La droite progressiste a toujours une place dans la politique française avec l’UDI

Article paru dans l’Express de Toronto
Par Lina Fourneau, 29 mai 2018 à 14h00

Depuis l’échec du parti Les Républicains (LR) après l’affaire Fillon, la ligne de la droite a dévié vers le conservatisme. Le nouveau chef du parti, Laurent Wauquiez semble se rapprocher des idées nationalistes, mais pour l’Union des démocrates et indépendants (UDI), le centre droit existe toujours.

Ici en Ontario, c’est le conseiller consulaire Marc Cormier qui représente ce très récent parti. Pourtant pas si nouveau, comme nous l’explique ce dernier. Tout est bâti sur un ancien terrain, l’UDF.

Une réunion des droites

Le parti historique de l’Union pour la démocratie français a vu défiler des grands noms de la politique française comme l’ancien président Valéry Giscard D’Estaing ou la très renommée Simone Veil. Présent sur l’échiquier politique français depuis 2012, l’UDI espère profiter de l’effritement de la droite pour représenter les valeurs du parti.

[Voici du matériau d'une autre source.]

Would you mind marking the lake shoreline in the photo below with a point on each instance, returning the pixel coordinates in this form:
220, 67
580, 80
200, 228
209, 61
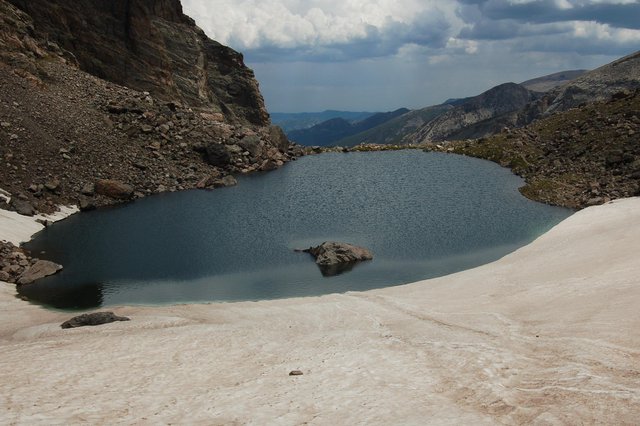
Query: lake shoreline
545, 334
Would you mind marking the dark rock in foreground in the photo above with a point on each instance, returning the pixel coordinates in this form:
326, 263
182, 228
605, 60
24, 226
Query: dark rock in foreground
335, 258
96, 318
113, 189
40, 269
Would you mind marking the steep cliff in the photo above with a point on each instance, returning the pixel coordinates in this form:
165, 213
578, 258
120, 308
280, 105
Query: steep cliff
150, 45
70, 137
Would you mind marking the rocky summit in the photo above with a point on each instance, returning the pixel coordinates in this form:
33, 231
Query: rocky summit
584, 156
108, 101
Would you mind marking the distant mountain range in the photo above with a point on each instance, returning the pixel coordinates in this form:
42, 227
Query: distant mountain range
289, 121
506, 105
548, 82
331, 131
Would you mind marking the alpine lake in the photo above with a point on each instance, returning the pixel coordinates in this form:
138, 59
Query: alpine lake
422, 215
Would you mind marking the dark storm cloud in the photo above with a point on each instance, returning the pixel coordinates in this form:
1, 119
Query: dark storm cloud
430, 30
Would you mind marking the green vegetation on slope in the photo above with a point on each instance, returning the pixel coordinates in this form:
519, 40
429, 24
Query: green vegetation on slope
584, 156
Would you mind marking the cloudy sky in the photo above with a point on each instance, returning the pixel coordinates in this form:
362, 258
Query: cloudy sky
379, 55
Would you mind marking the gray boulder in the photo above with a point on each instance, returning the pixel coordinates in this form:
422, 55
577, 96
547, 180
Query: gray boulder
335, 258
22, 207
96, 318
113, 189
217, 155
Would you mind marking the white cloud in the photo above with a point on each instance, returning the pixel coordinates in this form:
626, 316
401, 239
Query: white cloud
298, 24
384, 54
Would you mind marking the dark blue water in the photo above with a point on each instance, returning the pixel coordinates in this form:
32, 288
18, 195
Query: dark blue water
421, 214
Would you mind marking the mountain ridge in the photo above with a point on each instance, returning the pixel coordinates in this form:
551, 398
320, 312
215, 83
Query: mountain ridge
331, 131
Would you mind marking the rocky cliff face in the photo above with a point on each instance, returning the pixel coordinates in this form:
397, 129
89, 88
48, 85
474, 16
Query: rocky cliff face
69, 137
150, 45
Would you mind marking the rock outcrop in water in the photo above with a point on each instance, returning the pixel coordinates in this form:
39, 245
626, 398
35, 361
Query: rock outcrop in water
335, 258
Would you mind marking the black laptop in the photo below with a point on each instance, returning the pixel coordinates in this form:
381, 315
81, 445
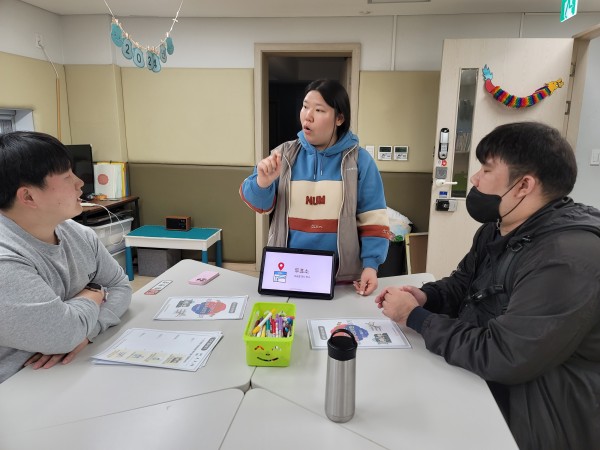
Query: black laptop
294, 272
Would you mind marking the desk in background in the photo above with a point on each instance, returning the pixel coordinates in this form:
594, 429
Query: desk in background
157, 236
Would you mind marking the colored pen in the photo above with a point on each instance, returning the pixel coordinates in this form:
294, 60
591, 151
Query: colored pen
262, 322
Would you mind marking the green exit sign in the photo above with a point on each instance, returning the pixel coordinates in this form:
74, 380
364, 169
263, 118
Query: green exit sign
568, 9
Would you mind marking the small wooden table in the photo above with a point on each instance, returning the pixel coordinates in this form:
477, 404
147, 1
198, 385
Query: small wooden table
157, 236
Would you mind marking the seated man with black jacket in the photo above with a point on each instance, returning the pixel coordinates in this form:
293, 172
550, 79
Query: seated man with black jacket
522, 310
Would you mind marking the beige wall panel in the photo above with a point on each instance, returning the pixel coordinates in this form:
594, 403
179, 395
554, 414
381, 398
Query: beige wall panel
399, 108
190, 116
210, 195
31, 84
96, 110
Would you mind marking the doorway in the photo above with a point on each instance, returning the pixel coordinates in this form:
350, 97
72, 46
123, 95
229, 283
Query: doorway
281, 73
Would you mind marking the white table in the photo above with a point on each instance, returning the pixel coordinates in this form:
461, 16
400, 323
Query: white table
33, 399
405, 398
265, 420
190, 423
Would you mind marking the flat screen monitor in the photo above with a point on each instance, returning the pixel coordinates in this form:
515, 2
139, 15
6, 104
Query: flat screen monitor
83, 166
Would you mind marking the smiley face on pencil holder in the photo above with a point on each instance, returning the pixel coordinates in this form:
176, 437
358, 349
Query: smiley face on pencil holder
270, 344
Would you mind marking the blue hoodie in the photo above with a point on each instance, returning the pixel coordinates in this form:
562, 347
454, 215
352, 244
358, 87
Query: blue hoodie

Valeurs auxquelles Marc Cormier a totalement adhéré dès le départ et selon lui, il «n’a jamais été question de changer de boutique».

Des libéraux aux centristes en passant par les radicaux, ce parti de centre droit représente aujourd’hui une plaque tournante pour toutes les idéologies de droite. Mais depuis la création de la République en Marche, le parti du président Macron, le centre est-il toujours légitime ?

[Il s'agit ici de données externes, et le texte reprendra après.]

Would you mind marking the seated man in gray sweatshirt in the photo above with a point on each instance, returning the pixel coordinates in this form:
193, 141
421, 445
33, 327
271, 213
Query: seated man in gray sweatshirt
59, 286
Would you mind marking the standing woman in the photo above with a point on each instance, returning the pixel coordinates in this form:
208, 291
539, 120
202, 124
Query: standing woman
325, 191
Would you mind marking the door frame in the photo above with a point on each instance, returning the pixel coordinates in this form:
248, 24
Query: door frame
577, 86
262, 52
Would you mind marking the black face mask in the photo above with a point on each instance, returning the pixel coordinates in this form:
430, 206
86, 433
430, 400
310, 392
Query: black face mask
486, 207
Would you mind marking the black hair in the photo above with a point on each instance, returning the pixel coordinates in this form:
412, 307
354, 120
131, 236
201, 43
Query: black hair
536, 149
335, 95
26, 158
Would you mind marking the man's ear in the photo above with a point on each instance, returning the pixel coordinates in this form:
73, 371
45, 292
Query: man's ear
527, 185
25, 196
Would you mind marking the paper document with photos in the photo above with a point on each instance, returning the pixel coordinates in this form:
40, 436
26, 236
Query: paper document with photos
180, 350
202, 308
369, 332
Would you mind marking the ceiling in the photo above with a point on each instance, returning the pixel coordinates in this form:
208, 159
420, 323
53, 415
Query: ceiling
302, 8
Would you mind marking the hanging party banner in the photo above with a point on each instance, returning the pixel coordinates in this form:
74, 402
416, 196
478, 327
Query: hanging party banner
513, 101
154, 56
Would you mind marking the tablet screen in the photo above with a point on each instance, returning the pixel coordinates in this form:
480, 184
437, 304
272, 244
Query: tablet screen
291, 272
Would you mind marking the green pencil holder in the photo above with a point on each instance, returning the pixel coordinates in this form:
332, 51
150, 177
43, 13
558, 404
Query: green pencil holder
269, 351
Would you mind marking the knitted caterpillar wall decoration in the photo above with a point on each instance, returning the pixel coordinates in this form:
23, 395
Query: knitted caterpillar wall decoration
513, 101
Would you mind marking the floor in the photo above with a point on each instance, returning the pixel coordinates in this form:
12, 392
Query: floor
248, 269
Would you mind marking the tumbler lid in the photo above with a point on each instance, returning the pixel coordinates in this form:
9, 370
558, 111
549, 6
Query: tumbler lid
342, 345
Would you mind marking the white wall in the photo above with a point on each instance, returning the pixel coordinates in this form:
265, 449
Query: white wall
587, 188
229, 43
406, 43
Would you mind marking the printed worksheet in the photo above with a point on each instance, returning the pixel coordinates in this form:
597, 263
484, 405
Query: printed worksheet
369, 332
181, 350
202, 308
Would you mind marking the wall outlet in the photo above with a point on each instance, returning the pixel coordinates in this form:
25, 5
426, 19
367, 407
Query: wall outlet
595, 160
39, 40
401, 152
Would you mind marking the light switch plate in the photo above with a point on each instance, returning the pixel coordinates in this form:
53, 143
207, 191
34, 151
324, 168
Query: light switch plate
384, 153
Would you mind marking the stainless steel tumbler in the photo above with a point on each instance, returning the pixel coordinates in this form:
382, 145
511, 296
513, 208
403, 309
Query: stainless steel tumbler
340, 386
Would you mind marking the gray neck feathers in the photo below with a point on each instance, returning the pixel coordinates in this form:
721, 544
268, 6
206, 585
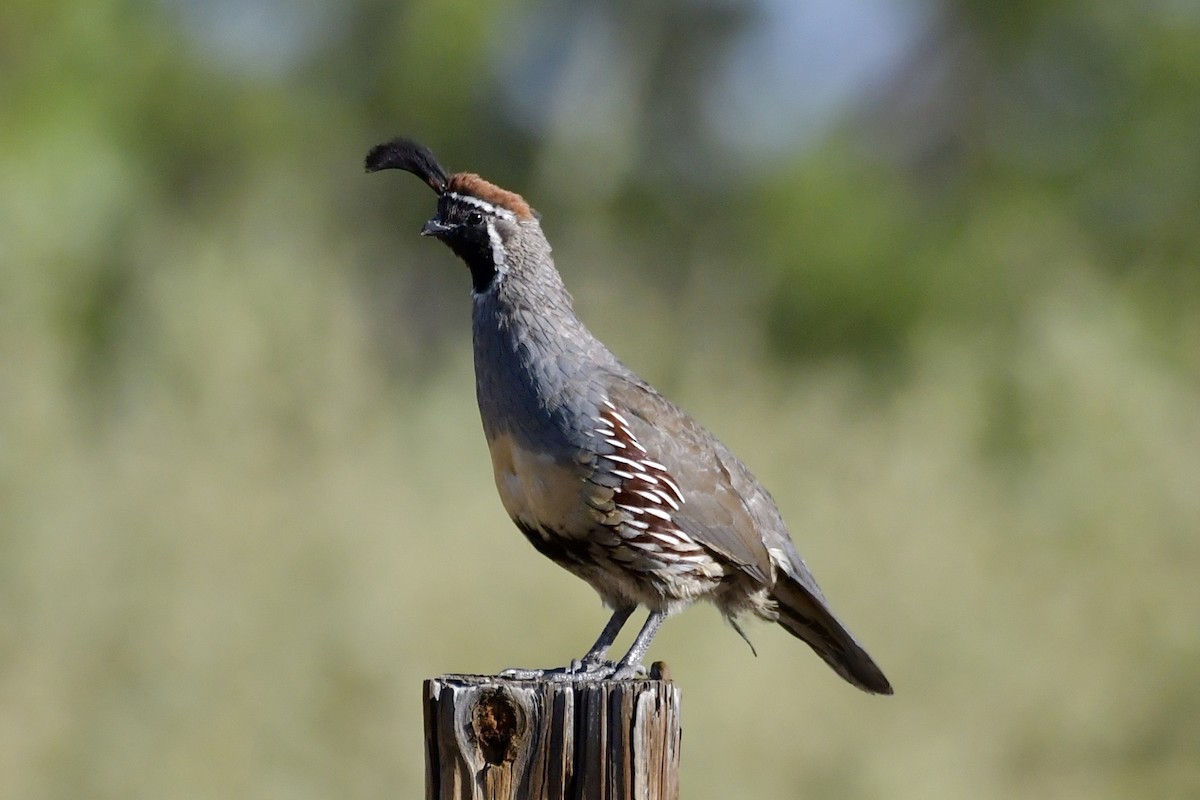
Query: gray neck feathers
535, 362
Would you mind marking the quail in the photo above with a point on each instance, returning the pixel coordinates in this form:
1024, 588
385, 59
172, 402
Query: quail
599, 471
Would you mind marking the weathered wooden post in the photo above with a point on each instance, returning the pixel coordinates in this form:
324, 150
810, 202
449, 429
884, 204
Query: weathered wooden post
491, 738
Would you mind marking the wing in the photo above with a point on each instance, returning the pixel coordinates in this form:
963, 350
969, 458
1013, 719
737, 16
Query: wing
712, 480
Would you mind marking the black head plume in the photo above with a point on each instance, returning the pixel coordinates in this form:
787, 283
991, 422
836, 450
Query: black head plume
409, 156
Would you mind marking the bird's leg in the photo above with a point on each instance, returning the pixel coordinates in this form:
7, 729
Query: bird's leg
592, 665
594, 659
631, 665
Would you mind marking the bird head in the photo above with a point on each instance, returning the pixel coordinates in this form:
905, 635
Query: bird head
477, 220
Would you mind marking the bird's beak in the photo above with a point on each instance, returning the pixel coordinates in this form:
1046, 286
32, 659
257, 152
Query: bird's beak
435, 227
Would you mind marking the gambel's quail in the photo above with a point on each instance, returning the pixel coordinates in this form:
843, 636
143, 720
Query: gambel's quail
601, 474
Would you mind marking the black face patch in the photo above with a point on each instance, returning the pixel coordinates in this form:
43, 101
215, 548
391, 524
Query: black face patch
466, 234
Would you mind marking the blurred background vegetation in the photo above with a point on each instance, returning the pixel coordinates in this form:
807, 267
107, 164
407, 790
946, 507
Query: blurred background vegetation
930, 268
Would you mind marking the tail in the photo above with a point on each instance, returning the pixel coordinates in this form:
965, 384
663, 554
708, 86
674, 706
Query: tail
805, 615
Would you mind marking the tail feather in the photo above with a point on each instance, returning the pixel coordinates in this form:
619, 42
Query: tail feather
807, 617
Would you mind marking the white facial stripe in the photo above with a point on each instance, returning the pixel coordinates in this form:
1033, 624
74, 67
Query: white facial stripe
499, 257
483, 205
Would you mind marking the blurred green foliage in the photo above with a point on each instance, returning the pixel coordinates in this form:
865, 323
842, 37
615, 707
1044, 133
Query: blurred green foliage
244, 500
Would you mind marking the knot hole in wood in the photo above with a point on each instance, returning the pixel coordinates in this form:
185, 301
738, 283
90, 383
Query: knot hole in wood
498, 725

Le «oui, mais» du président

Pour Marc, la ligne de l’UDI «n’est pas contraire à LREM». À l’Assemblée nationale en France, l’UDI représente aujourd’hui un «oui, mais» pour ne pas laisser le parti majoritaire devenir unique. «On va se différencier des partis extrémistes qui rejettent tout» ajoute notre interlocuteur.

Ce qui pourrait distinguer l’UDI du parti «ni de droite ni de gauche» de Macron reste son ancienneté. Même si le parti n’a été créé qu’en 2012, il se différencie sûrement de LREM par l’expérience de ses cadres.

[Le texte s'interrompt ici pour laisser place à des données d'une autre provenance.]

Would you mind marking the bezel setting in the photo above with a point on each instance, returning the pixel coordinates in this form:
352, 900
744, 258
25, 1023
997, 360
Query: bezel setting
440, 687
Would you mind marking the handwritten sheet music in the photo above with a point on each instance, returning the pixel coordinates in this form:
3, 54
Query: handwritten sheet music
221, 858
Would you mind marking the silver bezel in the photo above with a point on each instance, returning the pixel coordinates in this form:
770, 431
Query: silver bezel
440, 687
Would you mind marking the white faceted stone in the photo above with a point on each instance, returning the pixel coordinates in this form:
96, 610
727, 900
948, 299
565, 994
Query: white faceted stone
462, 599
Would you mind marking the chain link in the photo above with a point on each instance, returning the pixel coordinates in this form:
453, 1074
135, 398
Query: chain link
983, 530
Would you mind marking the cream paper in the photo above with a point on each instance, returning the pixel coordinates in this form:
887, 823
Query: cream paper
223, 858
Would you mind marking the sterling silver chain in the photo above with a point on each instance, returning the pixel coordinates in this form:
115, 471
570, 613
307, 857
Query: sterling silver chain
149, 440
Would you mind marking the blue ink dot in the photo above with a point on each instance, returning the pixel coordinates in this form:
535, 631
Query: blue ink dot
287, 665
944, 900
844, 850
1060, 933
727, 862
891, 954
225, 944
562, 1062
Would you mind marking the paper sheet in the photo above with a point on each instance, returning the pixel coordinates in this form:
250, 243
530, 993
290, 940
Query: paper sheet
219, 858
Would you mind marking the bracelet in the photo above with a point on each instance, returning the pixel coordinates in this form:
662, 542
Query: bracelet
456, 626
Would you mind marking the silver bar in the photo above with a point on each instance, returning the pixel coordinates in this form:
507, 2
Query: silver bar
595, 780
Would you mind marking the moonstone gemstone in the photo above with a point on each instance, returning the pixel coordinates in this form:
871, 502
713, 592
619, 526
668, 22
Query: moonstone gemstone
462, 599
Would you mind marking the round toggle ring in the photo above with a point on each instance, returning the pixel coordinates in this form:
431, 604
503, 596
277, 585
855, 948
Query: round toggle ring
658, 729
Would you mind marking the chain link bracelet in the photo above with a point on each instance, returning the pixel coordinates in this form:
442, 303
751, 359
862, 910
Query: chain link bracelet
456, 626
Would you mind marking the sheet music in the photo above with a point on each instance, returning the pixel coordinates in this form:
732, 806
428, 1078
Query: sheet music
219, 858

«Tout reste très vertical dans le parti de Macron, les directions viennent d’en haut» affirme le conseiller consulaire à L’Express.

À l’époque, Marc Cormier était arrivé sous l’étiquette UMP, le prédécesseur des Républicains. Mais depuis 2014, les temps ont bien changé et Marc Cormier réalise vite que trois différentes droites se formaient. «Les bonapartistes et libéraux ne pouvaient plus aller ensemble» assure Marc.